File Compression

Archiving & Compression


The two processes go hand in hand but are not the same.

Archives:

  • store rarely used information and preserve it
  • files are stored as a single file
  • archiving makes the data more portable and can serve as a backup in case of loss or corruption

Compression:

  • reduces file size by reducing redundancy
  • preserve storage space
  • speeds up data transfer
  • reduces bandwidth load

Let’s look at a file directory of notes you’ve been taking:

tar - create archive

tar can be used for many operations we’ll start with creating an archive. It can be used to archive and extract files

A popular term is “tar ball”, To archive the notes directory

  • -c -f or cf
    • -c to create a new tar archive file
    • -f tells tar to interpret its input from the file rather than from the default which is standard input
  • tar -cf <newfile.tar> <directory to archive >

If you would also like your archive to be compressed, you can

  • enter the same command, except now you include the “-z” option, which
  • filters the archive file through a GNU (pr. “geh-noo”) compression program called g-zip.
  • Adding the suffix “dot g z” to the output name, ensures that Windows-based programs, for example, will correctly recognize the file type.
  • See create gz file section below
  • tar -czf <newfile.tar.gz> < directory to archive&compress>

File type Description
.tar uncompressed archive file
.zip (usually) compressed archive file
.gz file (archive or not) compressed using gzip

Tar supports a vast range of compression programs such as 

  • gzip
  • bzip2
  • lzip
  • lzma
  • lzop
  • xz and
  • compress
  • When creating compressed tar archives, it is an accepted convention to append the compressor suffix to the archive file name. For example, if an archive has been compressed with gzip , it should be named archive.tar.gz.
  • -c -f or cf
    • -c to create a new tar archive file
    • -f tells tar to interpret its input from the file rather than from the default which is standard input
  • -v will display the files being processed
# ___  Create an archive named archive.tar from file1 file2
tar cf archive.tar file1 file2


# ___  Create a file backup.tar of the /home/user directory
tar -cf backup.tar /home/user

tar- create gz archive

Gzip is the most popular algorithm for compressing tar files.
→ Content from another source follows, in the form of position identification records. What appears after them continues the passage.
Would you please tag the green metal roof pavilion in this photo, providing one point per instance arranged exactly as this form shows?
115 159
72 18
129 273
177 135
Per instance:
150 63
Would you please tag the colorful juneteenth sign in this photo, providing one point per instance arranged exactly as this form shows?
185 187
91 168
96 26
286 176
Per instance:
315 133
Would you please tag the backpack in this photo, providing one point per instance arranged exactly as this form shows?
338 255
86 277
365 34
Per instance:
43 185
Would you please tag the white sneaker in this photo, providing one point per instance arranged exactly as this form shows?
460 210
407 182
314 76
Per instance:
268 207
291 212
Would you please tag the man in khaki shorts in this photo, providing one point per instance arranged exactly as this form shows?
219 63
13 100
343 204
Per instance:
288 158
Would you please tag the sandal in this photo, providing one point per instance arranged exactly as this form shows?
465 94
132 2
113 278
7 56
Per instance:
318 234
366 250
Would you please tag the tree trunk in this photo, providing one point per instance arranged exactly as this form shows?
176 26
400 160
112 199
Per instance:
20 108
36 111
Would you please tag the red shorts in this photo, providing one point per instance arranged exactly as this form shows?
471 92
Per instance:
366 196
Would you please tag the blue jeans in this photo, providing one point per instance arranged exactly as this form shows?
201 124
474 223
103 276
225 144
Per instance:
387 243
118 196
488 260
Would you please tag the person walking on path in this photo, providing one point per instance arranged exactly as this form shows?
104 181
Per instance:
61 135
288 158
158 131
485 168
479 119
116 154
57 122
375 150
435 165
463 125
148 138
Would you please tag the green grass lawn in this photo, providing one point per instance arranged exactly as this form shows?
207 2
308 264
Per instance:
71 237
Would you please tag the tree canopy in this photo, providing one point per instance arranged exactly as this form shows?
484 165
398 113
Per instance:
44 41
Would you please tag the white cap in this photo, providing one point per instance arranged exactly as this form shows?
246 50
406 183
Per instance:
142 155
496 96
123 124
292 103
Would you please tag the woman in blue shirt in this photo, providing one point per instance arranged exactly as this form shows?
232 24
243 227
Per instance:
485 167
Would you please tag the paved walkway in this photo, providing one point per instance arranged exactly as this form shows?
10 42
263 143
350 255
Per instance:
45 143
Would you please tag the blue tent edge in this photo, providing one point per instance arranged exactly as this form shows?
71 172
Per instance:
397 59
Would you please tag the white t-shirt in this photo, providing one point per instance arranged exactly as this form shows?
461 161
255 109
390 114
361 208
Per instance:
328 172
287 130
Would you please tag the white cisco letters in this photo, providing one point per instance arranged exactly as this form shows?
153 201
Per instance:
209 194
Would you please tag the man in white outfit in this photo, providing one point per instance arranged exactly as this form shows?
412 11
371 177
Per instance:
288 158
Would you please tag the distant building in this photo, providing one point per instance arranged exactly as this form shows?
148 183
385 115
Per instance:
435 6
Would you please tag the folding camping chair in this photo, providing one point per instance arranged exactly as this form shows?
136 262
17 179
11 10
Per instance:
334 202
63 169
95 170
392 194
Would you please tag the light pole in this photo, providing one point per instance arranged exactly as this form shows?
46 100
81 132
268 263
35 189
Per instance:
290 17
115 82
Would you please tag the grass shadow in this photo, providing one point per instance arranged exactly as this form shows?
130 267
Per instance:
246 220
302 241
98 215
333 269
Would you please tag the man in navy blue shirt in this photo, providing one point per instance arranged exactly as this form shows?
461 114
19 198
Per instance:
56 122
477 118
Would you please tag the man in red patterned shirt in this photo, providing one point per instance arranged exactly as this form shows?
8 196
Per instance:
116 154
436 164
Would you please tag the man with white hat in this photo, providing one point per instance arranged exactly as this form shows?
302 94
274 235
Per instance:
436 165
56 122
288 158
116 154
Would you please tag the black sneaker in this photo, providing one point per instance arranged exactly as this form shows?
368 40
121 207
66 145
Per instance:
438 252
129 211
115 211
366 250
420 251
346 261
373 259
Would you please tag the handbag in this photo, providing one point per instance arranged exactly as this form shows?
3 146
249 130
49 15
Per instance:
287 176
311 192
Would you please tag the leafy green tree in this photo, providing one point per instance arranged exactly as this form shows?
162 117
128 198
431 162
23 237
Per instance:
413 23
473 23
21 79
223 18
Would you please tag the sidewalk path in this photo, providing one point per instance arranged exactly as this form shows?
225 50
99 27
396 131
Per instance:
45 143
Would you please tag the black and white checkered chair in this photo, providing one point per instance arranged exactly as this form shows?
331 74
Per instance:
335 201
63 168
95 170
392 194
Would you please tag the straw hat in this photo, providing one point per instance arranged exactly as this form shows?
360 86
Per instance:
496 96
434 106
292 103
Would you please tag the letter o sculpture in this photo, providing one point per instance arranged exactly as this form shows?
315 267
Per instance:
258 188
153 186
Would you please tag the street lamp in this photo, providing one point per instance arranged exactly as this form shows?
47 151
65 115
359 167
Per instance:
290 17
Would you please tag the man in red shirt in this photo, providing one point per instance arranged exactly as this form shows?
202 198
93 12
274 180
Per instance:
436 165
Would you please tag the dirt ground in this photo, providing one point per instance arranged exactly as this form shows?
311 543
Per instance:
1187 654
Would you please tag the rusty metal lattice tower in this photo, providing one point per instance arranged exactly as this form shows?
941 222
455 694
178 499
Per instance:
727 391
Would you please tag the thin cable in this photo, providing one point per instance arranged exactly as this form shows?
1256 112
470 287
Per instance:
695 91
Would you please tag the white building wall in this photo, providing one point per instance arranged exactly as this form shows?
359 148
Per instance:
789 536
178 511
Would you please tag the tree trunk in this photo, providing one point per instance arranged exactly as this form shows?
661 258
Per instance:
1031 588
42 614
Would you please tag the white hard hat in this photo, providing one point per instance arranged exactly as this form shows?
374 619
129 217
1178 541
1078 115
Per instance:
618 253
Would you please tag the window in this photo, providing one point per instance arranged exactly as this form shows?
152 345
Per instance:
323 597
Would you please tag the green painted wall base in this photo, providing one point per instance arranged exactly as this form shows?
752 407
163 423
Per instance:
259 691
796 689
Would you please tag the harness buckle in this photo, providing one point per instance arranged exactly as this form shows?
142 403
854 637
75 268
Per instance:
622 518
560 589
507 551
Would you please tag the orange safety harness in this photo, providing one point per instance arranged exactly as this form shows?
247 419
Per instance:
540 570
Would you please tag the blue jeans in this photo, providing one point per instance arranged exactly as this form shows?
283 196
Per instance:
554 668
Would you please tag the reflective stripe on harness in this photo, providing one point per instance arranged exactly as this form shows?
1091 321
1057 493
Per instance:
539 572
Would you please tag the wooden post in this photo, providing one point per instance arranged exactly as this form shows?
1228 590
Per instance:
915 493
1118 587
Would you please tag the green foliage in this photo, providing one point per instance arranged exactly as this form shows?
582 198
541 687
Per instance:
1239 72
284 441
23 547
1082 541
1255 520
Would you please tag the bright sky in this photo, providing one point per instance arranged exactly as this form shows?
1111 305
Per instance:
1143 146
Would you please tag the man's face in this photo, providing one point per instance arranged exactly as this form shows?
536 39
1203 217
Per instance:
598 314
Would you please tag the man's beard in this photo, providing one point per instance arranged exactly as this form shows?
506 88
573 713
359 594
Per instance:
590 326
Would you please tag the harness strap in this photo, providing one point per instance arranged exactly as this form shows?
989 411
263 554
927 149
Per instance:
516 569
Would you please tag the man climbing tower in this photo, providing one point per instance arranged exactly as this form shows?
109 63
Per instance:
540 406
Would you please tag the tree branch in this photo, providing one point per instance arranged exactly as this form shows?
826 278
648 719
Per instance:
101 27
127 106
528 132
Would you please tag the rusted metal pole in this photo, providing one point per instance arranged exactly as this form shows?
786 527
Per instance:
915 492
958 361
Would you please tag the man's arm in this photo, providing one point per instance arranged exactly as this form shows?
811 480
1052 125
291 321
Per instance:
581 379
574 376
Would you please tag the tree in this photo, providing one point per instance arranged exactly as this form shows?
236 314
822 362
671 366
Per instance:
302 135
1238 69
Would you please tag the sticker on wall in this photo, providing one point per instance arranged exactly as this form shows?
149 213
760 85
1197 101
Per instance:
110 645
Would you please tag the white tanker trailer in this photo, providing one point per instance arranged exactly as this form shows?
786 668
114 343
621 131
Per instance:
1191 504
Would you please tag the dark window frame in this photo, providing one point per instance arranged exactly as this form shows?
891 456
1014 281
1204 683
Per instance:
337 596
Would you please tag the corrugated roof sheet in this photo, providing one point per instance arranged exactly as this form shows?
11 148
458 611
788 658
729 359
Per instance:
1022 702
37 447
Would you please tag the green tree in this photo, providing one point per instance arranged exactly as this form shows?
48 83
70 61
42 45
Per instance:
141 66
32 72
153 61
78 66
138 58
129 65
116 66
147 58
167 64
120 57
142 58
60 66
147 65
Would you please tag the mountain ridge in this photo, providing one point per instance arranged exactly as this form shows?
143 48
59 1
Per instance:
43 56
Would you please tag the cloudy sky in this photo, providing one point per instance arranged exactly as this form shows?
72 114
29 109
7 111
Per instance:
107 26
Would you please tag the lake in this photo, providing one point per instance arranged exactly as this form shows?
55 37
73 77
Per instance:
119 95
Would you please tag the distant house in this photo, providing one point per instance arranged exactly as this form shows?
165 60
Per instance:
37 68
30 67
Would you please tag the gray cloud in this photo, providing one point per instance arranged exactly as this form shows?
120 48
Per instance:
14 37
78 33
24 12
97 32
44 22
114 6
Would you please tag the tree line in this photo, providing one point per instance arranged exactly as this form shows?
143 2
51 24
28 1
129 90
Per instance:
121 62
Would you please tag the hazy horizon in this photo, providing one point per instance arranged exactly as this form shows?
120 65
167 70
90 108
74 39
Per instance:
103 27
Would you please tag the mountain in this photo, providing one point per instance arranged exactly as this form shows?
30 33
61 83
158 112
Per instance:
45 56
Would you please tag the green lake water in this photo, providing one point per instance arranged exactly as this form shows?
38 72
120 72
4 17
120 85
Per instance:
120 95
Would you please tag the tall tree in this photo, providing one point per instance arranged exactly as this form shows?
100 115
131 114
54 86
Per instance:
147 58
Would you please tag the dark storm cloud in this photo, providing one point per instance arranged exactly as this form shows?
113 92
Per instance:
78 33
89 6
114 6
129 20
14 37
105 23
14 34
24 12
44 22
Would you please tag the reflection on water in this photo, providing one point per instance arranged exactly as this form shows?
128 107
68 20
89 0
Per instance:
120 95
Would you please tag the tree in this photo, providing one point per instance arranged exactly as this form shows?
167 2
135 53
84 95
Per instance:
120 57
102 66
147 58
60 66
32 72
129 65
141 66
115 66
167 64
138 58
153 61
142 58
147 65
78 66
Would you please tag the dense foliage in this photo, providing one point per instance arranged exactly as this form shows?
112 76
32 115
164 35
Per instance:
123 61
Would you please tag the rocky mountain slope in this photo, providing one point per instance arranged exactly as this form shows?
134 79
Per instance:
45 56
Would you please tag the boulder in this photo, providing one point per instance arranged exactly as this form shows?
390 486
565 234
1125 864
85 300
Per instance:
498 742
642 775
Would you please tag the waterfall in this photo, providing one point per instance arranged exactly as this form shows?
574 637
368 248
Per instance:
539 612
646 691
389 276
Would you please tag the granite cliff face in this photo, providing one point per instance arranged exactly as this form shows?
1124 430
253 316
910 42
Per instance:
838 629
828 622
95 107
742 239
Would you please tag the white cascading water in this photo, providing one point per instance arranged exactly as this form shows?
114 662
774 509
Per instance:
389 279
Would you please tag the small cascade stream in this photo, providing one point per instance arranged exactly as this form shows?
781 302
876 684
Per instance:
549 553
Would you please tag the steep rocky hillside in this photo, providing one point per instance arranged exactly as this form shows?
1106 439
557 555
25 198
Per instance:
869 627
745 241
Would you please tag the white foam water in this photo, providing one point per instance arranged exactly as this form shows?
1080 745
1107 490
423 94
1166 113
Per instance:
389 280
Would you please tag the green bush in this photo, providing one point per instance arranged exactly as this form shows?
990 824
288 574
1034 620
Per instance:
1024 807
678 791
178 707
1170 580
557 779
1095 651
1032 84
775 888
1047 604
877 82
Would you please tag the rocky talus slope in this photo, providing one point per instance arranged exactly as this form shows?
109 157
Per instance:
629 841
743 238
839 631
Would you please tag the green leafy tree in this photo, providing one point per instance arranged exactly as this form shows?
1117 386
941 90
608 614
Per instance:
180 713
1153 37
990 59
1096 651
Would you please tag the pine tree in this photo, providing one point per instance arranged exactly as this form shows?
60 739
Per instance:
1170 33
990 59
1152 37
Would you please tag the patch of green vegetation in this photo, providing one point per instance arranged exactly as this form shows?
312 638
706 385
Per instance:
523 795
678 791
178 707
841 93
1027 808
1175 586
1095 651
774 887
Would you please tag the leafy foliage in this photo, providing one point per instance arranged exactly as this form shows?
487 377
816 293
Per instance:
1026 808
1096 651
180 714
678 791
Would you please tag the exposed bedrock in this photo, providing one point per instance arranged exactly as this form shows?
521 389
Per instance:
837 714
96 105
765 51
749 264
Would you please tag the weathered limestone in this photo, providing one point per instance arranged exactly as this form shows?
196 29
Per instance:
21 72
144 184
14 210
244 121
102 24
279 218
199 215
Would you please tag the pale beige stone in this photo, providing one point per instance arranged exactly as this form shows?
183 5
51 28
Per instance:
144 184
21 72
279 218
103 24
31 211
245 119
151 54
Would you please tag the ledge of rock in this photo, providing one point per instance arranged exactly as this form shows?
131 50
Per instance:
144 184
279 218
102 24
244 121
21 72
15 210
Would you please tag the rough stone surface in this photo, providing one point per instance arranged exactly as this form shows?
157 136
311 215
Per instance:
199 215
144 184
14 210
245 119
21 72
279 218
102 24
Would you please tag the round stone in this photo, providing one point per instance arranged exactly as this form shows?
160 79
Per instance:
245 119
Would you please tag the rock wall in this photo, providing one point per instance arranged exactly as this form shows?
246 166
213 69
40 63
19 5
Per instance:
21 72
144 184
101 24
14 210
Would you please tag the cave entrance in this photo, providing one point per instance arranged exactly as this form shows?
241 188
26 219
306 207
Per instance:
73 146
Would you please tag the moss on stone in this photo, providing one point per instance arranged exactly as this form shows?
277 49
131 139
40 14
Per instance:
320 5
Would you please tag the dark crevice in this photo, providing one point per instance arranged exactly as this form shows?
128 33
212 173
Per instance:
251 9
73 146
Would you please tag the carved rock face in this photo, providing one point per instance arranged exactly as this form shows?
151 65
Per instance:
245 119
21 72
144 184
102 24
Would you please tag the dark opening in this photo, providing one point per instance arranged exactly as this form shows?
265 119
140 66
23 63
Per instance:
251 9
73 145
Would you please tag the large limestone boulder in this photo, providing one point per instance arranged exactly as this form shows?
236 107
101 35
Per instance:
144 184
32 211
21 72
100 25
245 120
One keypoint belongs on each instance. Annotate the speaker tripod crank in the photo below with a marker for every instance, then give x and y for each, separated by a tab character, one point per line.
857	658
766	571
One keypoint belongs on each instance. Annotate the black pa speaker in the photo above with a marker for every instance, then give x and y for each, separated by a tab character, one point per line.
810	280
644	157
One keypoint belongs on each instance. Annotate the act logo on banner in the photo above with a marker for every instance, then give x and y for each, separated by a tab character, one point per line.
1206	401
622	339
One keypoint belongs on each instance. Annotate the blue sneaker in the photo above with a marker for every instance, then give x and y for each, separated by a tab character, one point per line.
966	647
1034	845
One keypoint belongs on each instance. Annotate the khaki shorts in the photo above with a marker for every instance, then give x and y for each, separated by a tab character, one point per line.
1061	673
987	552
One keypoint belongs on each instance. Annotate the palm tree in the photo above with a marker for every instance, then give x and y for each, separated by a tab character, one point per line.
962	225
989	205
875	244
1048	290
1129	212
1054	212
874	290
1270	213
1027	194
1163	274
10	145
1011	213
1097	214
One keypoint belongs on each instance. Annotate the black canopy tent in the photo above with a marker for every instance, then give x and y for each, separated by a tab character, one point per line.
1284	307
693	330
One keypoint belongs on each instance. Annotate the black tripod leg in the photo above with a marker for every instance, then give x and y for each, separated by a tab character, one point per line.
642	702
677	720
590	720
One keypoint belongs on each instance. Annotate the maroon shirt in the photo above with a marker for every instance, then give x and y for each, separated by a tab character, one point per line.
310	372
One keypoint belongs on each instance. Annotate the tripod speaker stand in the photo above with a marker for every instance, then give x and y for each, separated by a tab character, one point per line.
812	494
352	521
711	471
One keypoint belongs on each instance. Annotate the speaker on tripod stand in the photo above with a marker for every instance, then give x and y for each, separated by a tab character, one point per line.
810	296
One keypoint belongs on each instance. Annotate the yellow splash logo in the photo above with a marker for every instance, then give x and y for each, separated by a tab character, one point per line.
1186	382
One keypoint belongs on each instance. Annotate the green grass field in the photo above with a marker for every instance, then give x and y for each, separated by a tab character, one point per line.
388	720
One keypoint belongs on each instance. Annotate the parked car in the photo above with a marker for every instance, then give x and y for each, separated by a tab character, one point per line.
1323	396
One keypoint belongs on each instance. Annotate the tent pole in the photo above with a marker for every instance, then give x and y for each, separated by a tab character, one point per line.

When compressing tar archives with gzip, the archive name should end with either tar.gz or tgz.

  • -z tells tar to compress using the gzip algorithm
  • -j tells tar to use the gzip2 algorithm and creates a .bz2 archive file
# ___  Create a tar.gz file
tar cfz archive.tar.gz file1 file2 file3...

# ___  Create a tar.bz2 file
tar cfj archive.tar.bz2 file1 file2 file3...

list tar ball files

  • From the notes example above, if we want to make sure all the files were compressed and archived we can use
  • -tf will list all the files and directories in your tar ball
  • tar -tf <newfile.tar>

tar to list

When used with the list -t option the tar command will list the content of a tar archive without extracting it

  • -t list content of archive file
  • -v to list file owner, size, timestamp
  • DOES NOT EXTRACT
# ___  List the content and information of an archived file without extracting
tar tvf archive.tar

tar to extract

To extract a tar or tar.gz format file use tar with the options below. By default it will extract the contents to the current working directory.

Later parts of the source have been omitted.